= California Density Bonus Law =

The California Density Bonus Law (DBL, California Government Code 65915') is a 1979 California statute which grants developers of housing a density bonus, or the ability to exceed city-mandated density limits for their projects, if certain affordable housing prerequisites are met. The law has been repeatedly amended since its enactment, largely in order to ameliorate the state's housing shortage.
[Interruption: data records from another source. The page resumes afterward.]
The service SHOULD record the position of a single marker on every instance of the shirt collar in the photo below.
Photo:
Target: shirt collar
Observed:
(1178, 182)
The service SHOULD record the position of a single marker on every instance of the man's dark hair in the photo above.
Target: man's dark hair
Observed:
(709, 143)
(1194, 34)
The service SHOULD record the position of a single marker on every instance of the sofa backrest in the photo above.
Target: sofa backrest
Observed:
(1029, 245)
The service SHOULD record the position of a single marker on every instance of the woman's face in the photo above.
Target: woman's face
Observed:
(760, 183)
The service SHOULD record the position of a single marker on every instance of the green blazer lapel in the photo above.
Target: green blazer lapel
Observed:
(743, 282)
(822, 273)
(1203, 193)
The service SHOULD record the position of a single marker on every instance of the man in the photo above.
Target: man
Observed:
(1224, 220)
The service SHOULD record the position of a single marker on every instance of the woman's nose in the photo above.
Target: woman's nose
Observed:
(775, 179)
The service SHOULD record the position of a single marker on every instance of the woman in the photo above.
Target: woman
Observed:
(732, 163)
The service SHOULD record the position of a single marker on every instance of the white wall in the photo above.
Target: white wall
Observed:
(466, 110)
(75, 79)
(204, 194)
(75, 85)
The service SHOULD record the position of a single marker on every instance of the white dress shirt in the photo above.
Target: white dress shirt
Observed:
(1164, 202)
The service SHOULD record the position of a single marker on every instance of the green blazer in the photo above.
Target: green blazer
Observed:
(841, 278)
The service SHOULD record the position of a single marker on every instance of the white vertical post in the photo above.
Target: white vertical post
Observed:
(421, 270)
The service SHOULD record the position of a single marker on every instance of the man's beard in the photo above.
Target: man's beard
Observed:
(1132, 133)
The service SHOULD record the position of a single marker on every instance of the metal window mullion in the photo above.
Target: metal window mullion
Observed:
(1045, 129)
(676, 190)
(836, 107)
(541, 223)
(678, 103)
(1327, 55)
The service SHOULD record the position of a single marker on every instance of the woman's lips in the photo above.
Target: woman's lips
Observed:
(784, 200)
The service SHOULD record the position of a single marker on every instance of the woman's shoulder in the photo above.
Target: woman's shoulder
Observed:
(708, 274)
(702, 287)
The original bill, AB 1151, was co-drafted by Mike Roos and Tom Bates in the California State Assembly (and co-sponsored by Senators Wilson, Marks and Carpenter), and was signed into law by then-Governor Jerry Brown on October 1, 1979.

== Amendments ==

- AB 1866 (2002), permits for second units a ministerial act and forces local governments to grant nearly any request for a density bonus.
- SB 1818 (2004) increased the maximum density bonus for certain affordable housing projects from 25% to 35%, and required cities to provide affordable housing builders with three incentives of the developer's choice.
- AB 2222 (2014)
- In 2016:
  - AB 2501
  - AB 2442
  - AB 2556
  - AB 1934
- AB 1763 (2019) amends the DBL to allow 100% affordable housing projects.
- AB 2345 (2020) increases the maximum density bonus from 35% to 50%, provided that at least one of three thresholds are met (15% of all units reserved for “very low income” housing, 24% of all units are reserved for “low income”, 44% of all units are reserved for “moderate income”).
- SB 290 (2021) expands the DBL to include affordable housing for low income college students.
- AB 1551 (2022), reinstated the ability to seek DBL benefits for commercial projects.
- AB 2334 (2022) Allows a housing development project in 17 counties to receive added height and unlimited density if the project is located in an urbanized very low vehicle travel area, at least 80 percent of the units are restricted to lower income households, and no more than 20 percent are for moderate income households.
- AB 1287 (2023) provide an additional density bonus and an additional incentive for projects that provide very low or moderate-income units
- AB 2694 (2024) expands the definition of a density bonus-eligible development to include a residential care facility for the elderly.
- AB 2430 (2024) prohibits local governments from charging monitoring fees for certain affordable housing developments, including those developments using the Density Bonus Law as well as those subject to a regulatory monitoring agreement with the state.